L'ego mature, qui a migré dans son mental supérieur, a nettoyé la lunette de son canal télépathique. Il s'approprie habilement l'énergie créative délivrée par son double. Il a parfaitement saisi la vibration du savoir dans le mental  supérieur créatif, contrairement à la mécanicité de la connaissance dans le mental inférieur réflectif. La conscience créative du double saisit bien sa relation avec l'ego, elle veut joindre le bas et le haut, elle veut faire descendre le haut vers le bas.

 

Dans ces jeunes débuts de télépathisation l'ego à tendance à laisser son corps émotionnel le magnétiser par la découverte d'une forme nouvelle de communication. L'excitation de cette découverte doit laisser place à des ajustements nécessaires afin de ne laisser aucune trace égotique ou de personnalité, c'est ça l'anonymisation. Lorsque l'ego sera mis face à face avec des êtres sur le même chemin, la même vibration alors sera venu le temps d'échanges équitables, créatifs, et génératifs.

 

L'ego qui vit dans son mental supérieur ne se laisse pas piéger par les illusions de la révélation divine, il accroit son intelligence, elle devient transparente, lucide et discernante pour s'informer par lui-même.

 

L'ego nouveau n'a pas d'autres alternatives que de faire la révérence à l'intelligence de sa conscience créative. Dans le cas contraire il sera buriné encore et encore pour qu'il accepte les lois de cette intelligence et entrer dans une centricité parfaite entre eux deux. Cette conscience ayant déjà dû au préalable s'ajuster au taux vibratoire de l'ego dans son mental supérieur. 

 

L'ego fasciné par sa conscience créative aura tendance à projeter sur elle ses désirs egotique dans son propre miroir. Il veut briller dans le monde au détriment de l'intelligence de sa propre conscience.

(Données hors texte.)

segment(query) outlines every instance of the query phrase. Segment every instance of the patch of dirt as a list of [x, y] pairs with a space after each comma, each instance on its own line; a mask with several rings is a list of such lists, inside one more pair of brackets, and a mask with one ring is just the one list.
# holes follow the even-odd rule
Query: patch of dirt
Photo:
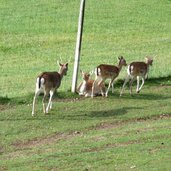
[[171, 88], [171, 85], [168, 84], [160, 84], [158, 86], [154, 86], [156, 90], [158, 89], [165, 89], [165, 88]]
[[83, 149], [82, 152], [97, 152], [97, 151], [106, 150], [107, 148], [127, 147], [132, 144], [141, 144], [141, 143], [138, 141], [129, 141], [129, 142], [122, 142], [122, 143], [106, 144], [103, 147]]
[[23, 148], [31, 148], [31, 147], [38, 147], [42, 145], [50, 145], [60, 140], [67, 140], [75, 136], [82, 136], [83, 134], [79, 131], [75, 131], [72, 133], [57, 133], [51, 136], [43, 137], [43, 138], [34, 138], [32, 140], [28, 140], [25, 142], [18, 141], [13, 143], [12, 145], [16, 148], [23, 149]]
[[121, 125], [124, 125], [125, 123], [130, 123], [130, 122], [145, 122], [147, 120], [159, 120], [159, 119], [168, 119], [171, 118], [171, 114], [161, 114], [158, 116], [152, 116], [152, 117], [145, 117], [145, 118], [133, 118], [125, 121], [118, 121], [114, 123], [101, 123], [95, 127], [90, 128], [95, 129], [95, 130], [100, 130], [100, 129], [112, 129], [112, 128], [118, 128]]

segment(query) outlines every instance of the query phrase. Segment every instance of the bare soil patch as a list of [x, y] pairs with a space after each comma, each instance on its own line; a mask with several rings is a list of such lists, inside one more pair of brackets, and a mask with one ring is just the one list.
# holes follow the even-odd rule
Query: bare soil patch
[[82, 135], [82, 133], [80, 133], [78, 131], [75, 131], [72, 133], [56, 133], [51, 136], [34, 138], [32, 140], [28, 140], [28, 141], [24, 141], [24, 142], [18, 141], [18, 142], [13, 143], [12, 145], [19, 149], [32, 148], [32, 147], [38, 147], [38, 146], [42, 146], [42, 145], [50, 145], [50, 144], [53, 144], [60, 140], [67, 140], [72, 137], [81, 136], [81, 135]]

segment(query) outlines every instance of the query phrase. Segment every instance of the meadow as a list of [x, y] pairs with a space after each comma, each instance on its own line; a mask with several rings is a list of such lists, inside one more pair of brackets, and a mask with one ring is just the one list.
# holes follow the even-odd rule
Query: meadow
[[[86, 1], [80, 69], [154, 58], [140, 94], [108, 98], [70, 92], [79, 1], [0, 2], [0, 170], [159, 170], [171, 168], [171, 1]], [[42, 71], [69, 71], [44, 115], [31, 116]], [[79, 75], [78, 82], [81, 81]]]

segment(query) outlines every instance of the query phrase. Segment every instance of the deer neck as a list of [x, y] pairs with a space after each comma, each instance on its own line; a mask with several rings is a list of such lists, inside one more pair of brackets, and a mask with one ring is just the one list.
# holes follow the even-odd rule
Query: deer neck
[[119, 72], [121, 71], [122, 66], [123, 66], [122, 64], [118, 64], [117, 68], [119, 69]]
[[59, 75], [60, 75], [60, 79], [62, 80], [63, 76], [64, 76], [64, 72], [62, 70], [59, 71]]

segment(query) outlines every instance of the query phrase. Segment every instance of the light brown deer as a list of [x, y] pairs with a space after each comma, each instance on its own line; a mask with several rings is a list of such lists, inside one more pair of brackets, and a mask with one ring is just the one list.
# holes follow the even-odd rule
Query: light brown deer
[[[90, 76], [92, 74], [93, 73], [87, 73], [87, 72], [81, 71], [83, 81], [80, 83], [80, 85], [78, 86], [78, 89], [77, 89], [77, 92], [79, 93], [79, 95], [83, 95], [85, 97], [91, 96], [92, 85], [94, 83], [94, 80], [90, 79]], [[95, 88], [94, 88], [94, 96], [100, 95], [100, 94], [103, 95], [104, 93], [105, 93], [104, 84], [102, 84], [102, 93], [101, 93], [100, 86], [99, 85], [95, 86]]]
[[[127, 69], [127, 77], [125, 79], [125, 82], [122, 86], [122, 90], [120, 93], [120, 96], [122, 96], [123, 91], [124, 91], [124, 87], [127, 84], [127, 82], [131, 79], [130, 81], [130, 94], [132, 94], [132, 84], [134, 82], [134, 80], [137, 79], [137, 89], [136, 92], [139, 93], [140, 90], [142, 89], [145, 79], [148, 76], [148, 72], [149, 72], [149, 66], [152, 66], [153, 64], [153, 59], [150, 57], [146, 57], [145, 58], [146, 62], [132, 62]], [[140, 85], [140, 78], [142, 79], [142, 83], [141, 86]]]
[[[36, 98], [42, 91], [44, 92], [44, 97], [42, 100], [43, 112], [48, 113], [49, 109], [52, 108], [53, 94], [54, 94], [55, 90], [60, 87], [61, 80], [62, 80], [63, 76], [67, 74], [67, 71], [68, 71], [68, 63], [61, 64], [58, 62], [58, 64], [60, 66], [59, 72], [43, 72], [37, 77], [35, 96], [33, 98], [32, 116], [34, 116], [34, 113], [35, 113]], [[46, 107], [45, 100], [49, 94], [50, 94], [49, 102]]]
[[107, 64], [101, 64], [99, 66], [96, 67], [95, 69], [95, 81], [93, 83], [92, 86], [92, 93], [91, 93], [91, 97], [94, 96], [94, 89], [95, 89], [95, 85], [98, 83], [98, 85], [101, 87], [101, 91], [102, 91], [102, 84], [104, 84], [106, 79], [110, 79], [107, 91], [105, 92], [105, 96], [108, 96], [108, 92], [110, 87], [112, 86], [112, 93], [114, 92], [114, 87], [113, 87], [113, 82], [115, 80], [116, 77], [118, 77], [121, 69], [123, 66], [126, 66], [126, 60], [124, 59], [123, 56], [118, 57], [119, 63], [117, 66], [115, 65], [107, 65]]

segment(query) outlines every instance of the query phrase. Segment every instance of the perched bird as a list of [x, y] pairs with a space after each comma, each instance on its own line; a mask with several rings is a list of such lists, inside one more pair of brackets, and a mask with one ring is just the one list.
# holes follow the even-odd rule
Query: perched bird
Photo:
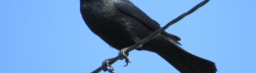
[[[82, 17], [90, 29], [119, 50], [135, 44], [161, 27], [129, 0], [80, 1]], [[156, 53], [181, 73], [216, 72], [215, 63], [176, 45], [181, 45], [177, 41], [180, 40], [164, 31], [136, 49]]]

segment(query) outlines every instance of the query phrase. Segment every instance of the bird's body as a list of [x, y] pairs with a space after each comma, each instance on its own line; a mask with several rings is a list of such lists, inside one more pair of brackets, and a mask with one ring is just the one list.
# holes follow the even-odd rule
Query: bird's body
[[[83, 18], [94, 33], [120, 50], [159, 29], [159, 24], [128, 0], [80, 0]], [[179, 47], [178, 37], [165, 31], [136, 49], [155, 52], [182, 73], [215, 73], [215, 63]]]

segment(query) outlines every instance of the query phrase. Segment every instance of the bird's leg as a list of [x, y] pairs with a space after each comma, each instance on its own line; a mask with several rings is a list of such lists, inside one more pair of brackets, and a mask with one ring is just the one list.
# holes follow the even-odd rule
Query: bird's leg
[[[109, 61], [111, 60], [112, 59], [113, 59], [113, 58], [106, 59], [104, 61], [103, 61], [103, 62], [102, 62], [102, 67], [103, 68], [102, 69], [103, 71], [106, 72], [107, 71], [108, 71], [112, 73], [115, 73], [113, 71], [114, 70], [114, 67], [113, 67], [113, 66], [112, 66], [112, 65], [109, 65]], [[107, 67], [110, 67], [110, 69], [109, 69]]]
[[119, 52], [119, 59], [121, 60], [124, 60], [124, 59], [125, 59], [125, 62], [126, 63], [126, 65], [125, 65], [124, 66], [126, 66], [128, 65], [128, 63], [131, 63], [132, 62], [130, 62], [129, 60], [130, 60], [128, 58], [128, 57], [127, 57], [129, 55], [129, 53], [128, 53], [127, 54], [125, 54], [124, 53], [124, 52], [125, 51], [126, 51], [128, 49], [128, 48], [126, 47], [120, 50], [120, 52]]
[[[129, 61], [130, 60], [129, 59], [129, 58], [128, 58], [128, 57], [127, 57], [128, 55], [129, 55], [129, 53], [125, 54], [124, 53], [124, 52], [126, 50], [127, 50], [128, 49], [128, 47], [123, 48], [120, 50], [120, 52], [119, 52], [118, 53], [118, 58], [119, 59], [122, 60], [123, 60], [124, 59], [125, 59], [125, 62], [126, 63], [126, 65], [124, 66], [126, 66], [128, 65], [128, 63], [129, 63], [132, 62]], [[102, 70], [103, 70], [103, 71], [108, 71], [112, 73], [115, 73], [113, 72], [113, 71], [114, 70], [114, 67], [113, 67], [113, 66], [112, 66], [112, 65], [110, 65], [109, 64], [109, 61], [113, 59], [113, 58], [106, 59], [105, 60], [104, 60], [104, 61], [103, 61], [103, 62], [102, 62], [102, 67], [103, 68]], [[108, 67], [110, 67], [110, 69], [109, 69], [108, 68]]]

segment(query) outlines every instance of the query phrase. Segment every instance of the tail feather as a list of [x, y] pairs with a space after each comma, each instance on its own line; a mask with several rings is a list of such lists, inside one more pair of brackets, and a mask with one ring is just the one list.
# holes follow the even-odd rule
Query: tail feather
[[[172, 51], [169, 53], [158, 54], [182, 73], [216, 73], [217, 71], [214, 63], [191, 54], [183, 49], [176, 49], [170, 50]], [[176, 51], [174, 51], [173, 50]], [[175, 54], [170, 53], [174, 52], [178, 52]]]

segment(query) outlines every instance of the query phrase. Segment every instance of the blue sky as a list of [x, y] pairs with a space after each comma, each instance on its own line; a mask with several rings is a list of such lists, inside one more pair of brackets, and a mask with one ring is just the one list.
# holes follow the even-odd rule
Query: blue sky
[[[161, 26], [202, 1], [131, 0]], [[253, 72], [255, 2], [211, 0], [166, 31], [218, 73]], [[1, 0], [0, 10], [0, 73], [90, 72], [118, 55], [86, 26], [79, 0]], [[129, 53], [114, 72], [179, 73], [154, 53]]]

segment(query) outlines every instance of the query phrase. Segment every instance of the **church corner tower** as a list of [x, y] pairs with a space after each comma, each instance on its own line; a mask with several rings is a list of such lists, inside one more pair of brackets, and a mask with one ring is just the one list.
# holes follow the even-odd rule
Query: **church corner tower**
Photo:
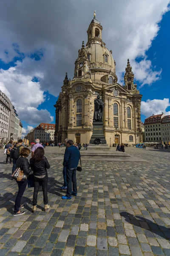
[[103, 27], [96, 13], [74, 63], [72, 80], [66, 73], [56, 108], [55, 143], [68, 138], [88, 143], [93, 132], [94, 100], [99, 95], [105, 102], [104, 132], [107, 143], [135, 144], [142, 142], [140, 117], [142, 95], [134, 84], [128, 60], [125, 85], [117, 83], [112, 51], [103, 41]]

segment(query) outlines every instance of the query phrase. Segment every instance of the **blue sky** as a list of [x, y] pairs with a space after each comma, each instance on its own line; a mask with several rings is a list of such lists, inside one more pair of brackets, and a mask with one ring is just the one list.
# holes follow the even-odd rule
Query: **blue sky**
[[40, 122], [54, 123], [54, 105], [65, 72], [68, 78], [73, 77], [78, 50], [82, 41], [87, 41], [94, 10], [103, 27], [103, 41], [113, 51], [119, 81], [130, 59], [143, 95], [142, 120], [153, 113], [170, 113], [169, 3], [155, 0], [148, 8], [147, 0], [108, 0], [110, 8], [103, 15], [105, 3], [97, 0], [87, 0], [86, 6], [78, 0], [3, 0], [0, 89], [13, 102], [23, 134]]

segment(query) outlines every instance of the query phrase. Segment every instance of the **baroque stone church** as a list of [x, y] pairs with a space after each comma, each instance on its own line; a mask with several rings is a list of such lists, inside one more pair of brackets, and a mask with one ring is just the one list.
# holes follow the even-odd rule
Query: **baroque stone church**
[[93, 133], [94, 100], [105, 103], [104, 133], [107, 143], [135, 144], [142, 142], [140, 105], [142, 95], [134, 84], [128, 60], [125, 85], [117, 83], [116, 62], [102, 38], [103, 28], [95, 17], [88, 27], [88, 42], [78, 51], [72, 80], [66, 73], [56, 108], [55, 142], [68, 138], [89, 143]]

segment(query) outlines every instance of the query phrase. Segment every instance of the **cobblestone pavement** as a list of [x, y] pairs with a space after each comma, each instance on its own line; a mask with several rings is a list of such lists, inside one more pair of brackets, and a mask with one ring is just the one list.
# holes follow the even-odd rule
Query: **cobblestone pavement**
[[27, 188], [26, 213], [15, 217], [17, 184], [10, 180], [12, 166], [4, 164], [1, 150], [0, 256], [170, 255], [170, 151], [125, 149], [147, 161], [83, 160], [78, 195], [67, 201], [59, 189], [61, 149], [46, 148], [51, 208], [43, 211], [41, 190], [32, 213], [33, 189]]

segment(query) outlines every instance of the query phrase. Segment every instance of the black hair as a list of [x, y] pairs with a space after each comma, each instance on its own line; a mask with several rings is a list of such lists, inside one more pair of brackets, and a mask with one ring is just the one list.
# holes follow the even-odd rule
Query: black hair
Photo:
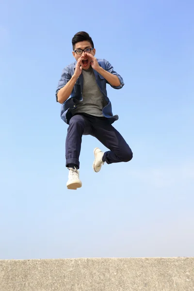
[[89, 41], [92, 47], [93, 48], [94, 48], [93, 41], [88, 33], [85, 32], [79, 32], [76, 33], [72, 38], [73, 49], [74, 49], [75, 45], [77, 43], [84, 40]]

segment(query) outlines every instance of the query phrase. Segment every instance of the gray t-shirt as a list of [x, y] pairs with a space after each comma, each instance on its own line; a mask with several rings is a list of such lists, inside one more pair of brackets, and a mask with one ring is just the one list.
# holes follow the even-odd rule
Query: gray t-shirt
[[82, 70], [83, 88], [83, 101], [80, 102], [76, 108], [72, 110], [76, 113], [87, 113], [96, 116], [102, 117], [102, 110], [107, 105], [103, 94], [97, 84], [93, 69]]

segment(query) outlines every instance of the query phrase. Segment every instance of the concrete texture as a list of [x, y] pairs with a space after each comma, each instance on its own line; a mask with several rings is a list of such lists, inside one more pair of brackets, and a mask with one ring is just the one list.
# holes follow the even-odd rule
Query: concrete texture
[[194, 291], [194, 258], [0, 260], [0, 291]]

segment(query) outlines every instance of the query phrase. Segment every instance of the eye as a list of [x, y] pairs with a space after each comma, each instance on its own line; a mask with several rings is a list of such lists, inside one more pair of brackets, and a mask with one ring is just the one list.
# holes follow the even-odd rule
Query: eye
[[81, 54], [82, 53], [82, 50], [81, 50], [81, 49], [76, 49], [76, 52], [78, 54]]
[[87, 53], [90, 52], [91, 48], [86, 48], [85, 49], [85, 52], [87, 52]]

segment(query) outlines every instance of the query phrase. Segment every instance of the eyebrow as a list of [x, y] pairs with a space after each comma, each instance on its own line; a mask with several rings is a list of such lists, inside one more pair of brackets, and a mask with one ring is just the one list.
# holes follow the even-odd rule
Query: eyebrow
[[[85, 49], [86, 48], [90, 48], [91, 46], [88, 46], [87, 47], [86, 47], [84, 48], [83, 48], [83, 49]], [[76, 48], [77, 49], [82, 49], [82, 48]]]

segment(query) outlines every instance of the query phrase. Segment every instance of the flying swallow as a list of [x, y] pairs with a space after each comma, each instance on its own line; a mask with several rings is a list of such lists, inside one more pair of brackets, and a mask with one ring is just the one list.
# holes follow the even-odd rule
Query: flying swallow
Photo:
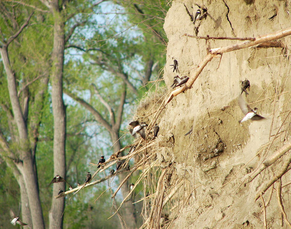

Il y a dichotomie, donc souffrances, entre cette intelligence supérieure et son intelligence mécanique d'antan.

 

L'ego qui transmute son mental, en même temps qu'il migre à l'étage supérieur, trouve le calme et l'arrêt de son obsession à vouloir contrôler cette énergie créative. Il n'y a plus d'exaspérations des émotions de découvertes de sa conscience créative, il bénéficie de tous les potentiels de son intelligence, il fait corps unique avec elle de la même façon qu'il faisait corps unique avec son intelligence du mental réflectif d'antan.

 

Camoufler son intelligence c'est aussi lâcher prise sur son intelligence mécanique engrammée dans son ego ancien, remplit de divergences entre lui et sa contrepartie cosmique, qui l'empêche de sentir son unicité entre lui sur terre et "l'autre lui" dans le cosmos. S'il n'est pas apte à vivre cette unité dans sa conscience créative il est encore en phase initiatique, ça lui fait vivre les souffrances de la domination de l'âme et de l'esprit sur lui. Sa parole, son écriture, tout autre communication télépathique doit être intégrée à lui, de la même manière qu'il était intégré à ses vieux schémas durant son inconscience, avec le bémol que l'énergie vibratoire de ces communications avec le double ont un taux vibratoire incomparablement plus élevé que durant l’involution.